“Professor Thomson will not meet his lasses today.”
When the class assembled the next day in anticipation of the effect of their joke, they were astonished and chagrined to find that the professor had outwitted them. The legend of yesterday was now found to read,—
“Professor Thomson will not meet his asses today.” [9]
—Northrup, Cyrus.
University of Washington Address, November 2, 1908.
[1049]. One morning a great noise proceeded from one of the classrooms [of the Braunsberger gymnasium] and on investigation it was found that Weierstrass, who was to give the recitation, had not appeared. The director went in person to Weierstrass’ dwelling and on knocking was told to come in. There sat Weierstrass by a glimmering lamp in a darkened room though it was daylight outside. He had worked the night through and had not noticed the approach of daylight. When the director reminded him of the noisy throng of students who were waiting for him, his only reply was that he could impossibly interrupt his work; that he was about to make an important discovery which would attract attention in scientific circles.—Lampe, E.

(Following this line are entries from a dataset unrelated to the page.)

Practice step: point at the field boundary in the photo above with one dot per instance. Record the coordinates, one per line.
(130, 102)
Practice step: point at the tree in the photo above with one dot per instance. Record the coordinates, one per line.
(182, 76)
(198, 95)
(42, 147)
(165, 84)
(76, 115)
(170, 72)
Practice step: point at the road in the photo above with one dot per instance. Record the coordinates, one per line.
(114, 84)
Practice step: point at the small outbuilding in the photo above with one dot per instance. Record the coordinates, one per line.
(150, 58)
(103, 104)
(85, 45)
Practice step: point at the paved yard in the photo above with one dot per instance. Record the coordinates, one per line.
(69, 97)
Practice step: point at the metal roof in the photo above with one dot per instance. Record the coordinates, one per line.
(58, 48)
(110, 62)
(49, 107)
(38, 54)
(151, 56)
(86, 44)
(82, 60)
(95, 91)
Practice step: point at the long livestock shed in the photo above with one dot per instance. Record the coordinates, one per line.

Karl Weierstrass: Jahrbuch der Deutschen Mathematiker Vereinigung, Bd. 6 (1897), pp. 38-39.
[1050]. Weierstrass related ... that he followed Sylvester’s papers on the theory of algebraic forms very attentively until Sylvester began to employ Hebrew characters. That was more than he could stand and after that he quit him.—Lampe, E.
Naturwissenschaftliche Rundschau, Bd. 12 (1897), p. 361.